Illusions, Desillusions and Hype

If you were to ask me, ‘Who are the most tragic people you see’? I think my answer would surprise you. They are not the couples in their 50s who are discouraged to find out they will not be able to retire when they thought. They are not the people whose portfolios had had less than spectacular returns and must extend their plans for early retirement. They are the retirees who are bored out of their minds. These individuals feel like they have been removed from the mainstream of life, are watching from the sidelines and are not allowed to get back in.

Yet strangely enough, millions are in a mad rush to get to the place where these despondent people live – on the sidelines. Many of us, however, have already seen enough of our parents and forerunners’ retirement scenario’s to know that this is not the life for us. We have figured out that our life will be one of challenge, relevance, stimulation and occupational adventure. We are not interested in finishing this race!

Once people get the money they need, they are able to better understand what the money is all about – liberty to do what they want when they want. What is the point of using that kind of liberty to do nothing but play golf? It’s hard to convince someone who doesn’t have the money that it really is not about the money. It is about doing what you love, doing what you want. It is about balancing work and relationships.

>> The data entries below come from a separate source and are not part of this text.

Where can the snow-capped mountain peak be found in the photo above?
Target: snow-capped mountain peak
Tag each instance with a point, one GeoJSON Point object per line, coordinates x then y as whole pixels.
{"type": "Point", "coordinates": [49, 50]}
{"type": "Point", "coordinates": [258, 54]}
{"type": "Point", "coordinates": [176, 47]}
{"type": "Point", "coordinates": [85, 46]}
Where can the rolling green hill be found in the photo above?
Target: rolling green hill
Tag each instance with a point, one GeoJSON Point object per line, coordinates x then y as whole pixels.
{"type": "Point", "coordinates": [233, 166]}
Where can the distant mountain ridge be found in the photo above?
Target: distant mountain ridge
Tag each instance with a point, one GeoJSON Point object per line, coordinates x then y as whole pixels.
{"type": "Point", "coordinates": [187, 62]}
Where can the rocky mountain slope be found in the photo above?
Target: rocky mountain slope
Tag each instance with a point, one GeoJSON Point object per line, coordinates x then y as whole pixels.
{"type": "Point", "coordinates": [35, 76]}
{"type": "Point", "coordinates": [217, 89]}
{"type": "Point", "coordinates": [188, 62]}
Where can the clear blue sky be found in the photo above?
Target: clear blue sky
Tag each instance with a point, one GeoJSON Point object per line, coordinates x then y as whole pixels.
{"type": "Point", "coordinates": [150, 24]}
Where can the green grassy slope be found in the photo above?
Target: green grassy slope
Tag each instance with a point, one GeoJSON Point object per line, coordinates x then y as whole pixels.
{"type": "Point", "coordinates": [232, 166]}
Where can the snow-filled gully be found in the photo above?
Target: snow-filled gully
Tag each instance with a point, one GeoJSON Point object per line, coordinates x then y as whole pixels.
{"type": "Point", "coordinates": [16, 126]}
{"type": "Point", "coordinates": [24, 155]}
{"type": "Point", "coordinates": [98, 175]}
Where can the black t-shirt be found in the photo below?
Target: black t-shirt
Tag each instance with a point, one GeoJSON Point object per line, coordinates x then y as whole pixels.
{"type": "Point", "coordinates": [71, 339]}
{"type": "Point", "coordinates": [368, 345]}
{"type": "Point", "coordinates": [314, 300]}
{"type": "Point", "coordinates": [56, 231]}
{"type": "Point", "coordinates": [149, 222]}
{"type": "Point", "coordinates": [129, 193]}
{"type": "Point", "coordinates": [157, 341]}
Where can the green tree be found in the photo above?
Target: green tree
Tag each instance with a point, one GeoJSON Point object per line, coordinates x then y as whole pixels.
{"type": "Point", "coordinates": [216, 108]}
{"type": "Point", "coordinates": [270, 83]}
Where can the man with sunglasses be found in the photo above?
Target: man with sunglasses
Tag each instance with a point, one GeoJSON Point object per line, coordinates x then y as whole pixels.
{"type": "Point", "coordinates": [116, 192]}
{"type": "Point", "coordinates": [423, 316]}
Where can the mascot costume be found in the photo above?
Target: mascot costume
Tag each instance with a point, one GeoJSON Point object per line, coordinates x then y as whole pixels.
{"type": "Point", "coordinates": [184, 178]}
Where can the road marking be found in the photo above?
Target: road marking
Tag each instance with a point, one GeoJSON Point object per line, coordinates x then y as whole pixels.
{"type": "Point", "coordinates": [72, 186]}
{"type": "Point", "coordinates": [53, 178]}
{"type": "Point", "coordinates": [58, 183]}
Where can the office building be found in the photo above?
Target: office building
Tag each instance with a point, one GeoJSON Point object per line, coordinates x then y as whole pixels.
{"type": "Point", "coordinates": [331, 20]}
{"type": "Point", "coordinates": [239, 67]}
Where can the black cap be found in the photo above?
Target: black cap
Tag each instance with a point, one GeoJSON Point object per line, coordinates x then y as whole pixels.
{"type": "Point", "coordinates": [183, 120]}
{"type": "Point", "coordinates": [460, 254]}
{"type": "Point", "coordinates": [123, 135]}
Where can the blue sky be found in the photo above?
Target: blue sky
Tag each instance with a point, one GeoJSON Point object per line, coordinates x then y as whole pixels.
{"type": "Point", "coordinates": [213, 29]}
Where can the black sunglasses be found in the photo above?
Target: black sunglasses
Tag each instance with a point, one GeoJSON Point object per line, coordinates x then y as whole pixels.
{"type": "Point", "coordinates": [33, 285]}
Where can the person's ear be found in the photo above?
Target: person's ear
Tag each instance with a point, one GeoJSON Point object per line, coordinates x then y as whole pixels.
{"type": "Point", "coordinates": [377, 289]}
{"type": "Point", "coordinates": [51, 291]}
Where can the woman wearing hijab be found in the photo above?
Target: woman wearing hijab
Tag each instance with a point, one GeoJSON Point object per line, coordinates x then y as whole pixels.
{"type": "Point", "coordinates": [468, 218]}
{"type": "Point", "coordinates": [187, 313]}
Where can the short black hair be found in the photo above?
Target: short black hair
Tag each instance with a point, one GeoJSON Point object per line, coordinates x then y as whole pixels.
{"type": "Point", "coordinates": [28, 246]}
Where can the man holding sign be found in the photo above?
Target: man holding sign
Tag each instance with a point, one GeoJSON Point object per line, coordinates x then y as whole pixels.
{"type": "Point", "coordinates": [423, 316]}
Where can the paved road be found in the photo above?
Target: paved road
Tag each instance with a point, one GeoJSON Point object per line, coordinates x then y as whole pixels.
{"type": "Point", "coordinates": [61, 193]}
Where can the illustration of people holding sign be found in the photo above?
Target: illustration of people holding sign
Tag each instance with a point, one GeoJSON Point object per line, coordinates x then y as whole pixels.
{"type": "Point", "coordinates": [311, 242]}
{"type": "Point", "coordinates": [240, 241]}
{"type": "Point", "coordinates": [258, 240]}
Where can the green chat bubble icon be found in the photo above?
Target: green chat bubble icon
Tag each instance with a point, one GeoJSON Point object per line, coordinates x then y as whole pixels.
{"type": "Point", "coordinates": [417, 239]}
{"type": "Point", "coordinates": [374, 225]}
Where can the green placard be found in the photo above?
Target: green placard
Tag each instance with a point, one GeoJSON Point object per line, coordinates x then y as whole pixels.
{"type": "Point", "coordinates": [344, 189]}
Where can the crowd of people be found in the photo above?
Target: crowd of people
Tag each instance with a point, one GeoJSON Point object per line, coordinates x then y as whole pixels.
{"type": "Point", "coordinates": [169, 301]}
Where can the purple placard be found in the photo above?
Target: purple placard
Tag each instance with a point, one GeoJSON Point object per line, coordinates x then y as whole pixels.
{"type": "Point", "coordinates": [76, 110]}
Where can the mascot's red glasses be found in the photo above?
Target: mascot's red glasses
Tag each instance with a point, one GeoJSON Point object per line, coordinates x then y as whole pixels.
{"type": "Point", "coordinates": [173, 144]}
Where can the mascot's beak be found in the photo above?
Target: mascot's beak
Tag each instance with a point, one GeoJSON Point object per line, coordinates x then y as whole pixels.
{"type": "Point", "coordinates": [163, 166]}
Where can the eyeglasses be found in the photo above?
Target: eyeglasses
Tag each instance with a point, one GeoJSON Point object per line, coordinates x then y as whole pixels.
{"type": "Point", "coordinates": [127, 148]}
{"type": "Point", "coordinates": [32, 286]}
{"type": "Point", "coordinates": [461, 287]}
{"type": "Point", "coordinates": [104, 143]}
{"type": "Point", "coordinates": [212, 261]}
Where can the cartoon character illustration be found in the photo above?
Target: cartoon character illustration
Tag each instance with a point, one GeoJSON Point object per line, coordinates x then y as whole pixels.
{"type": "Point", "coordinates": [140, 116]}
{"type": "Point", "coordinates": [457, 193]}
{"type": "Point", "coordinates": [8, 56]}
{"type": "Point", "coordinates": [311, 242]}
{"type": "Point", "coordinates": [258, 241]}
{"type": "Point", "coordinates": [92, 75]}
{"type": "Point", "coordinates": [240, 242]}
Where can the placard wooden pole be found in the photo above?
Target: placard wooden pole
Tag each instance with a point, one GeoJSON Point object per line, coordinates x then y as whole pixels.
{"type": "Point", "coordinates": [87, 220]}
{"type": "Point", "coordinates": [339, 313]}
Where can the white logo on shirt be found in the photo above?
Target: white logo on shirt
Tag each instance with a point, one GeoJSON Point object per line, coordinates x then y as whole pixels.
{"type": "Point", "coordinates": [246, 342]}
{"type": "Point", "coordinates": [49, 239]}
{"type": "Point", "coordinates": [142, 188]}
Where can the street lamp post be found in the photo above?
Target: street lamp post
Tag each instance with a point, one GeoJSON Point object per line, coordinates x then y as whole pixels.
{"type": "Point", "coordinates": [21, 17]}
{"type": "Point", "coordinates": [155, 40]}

This point became especially clear to me recently when a friend asked me if I had plans to retire early. I thought about it for a moment and then it dawned on me, I like what I do! I write, I speak, I travel with inspiring professionals about how to create a life and work they love. Why would i quit doing that? If I did quit, I think I would begin to self-destruct. This realization was important because it helped me to realize that I had no longer be concerned with having any specific amount of money at any age. There will always be something for me to do and I will always enjoy doing it. You don’t make plans to retire from your passion in life.

Does this idea cause me to spend away my future and disregard the value of my investment savings? To the contrary!  Because I value freedom so much, I exercise the necessary discipline to maintain it. I know that I am just one foolish purchase or investment away from reattaching the chains of miserable employment to my life. There is wisdom in balance. Just because I love what I do does negate the need to plan for financial freedom. Life can present us wit vicissitudes that can radically alter our course: disability, a death in the family, divorce, and so on. We must plan ahead financially because we change our minds over time. What invigorates me today may bore me a decade from today. Investment savings are necessary to purchase the freedom to change course when we want.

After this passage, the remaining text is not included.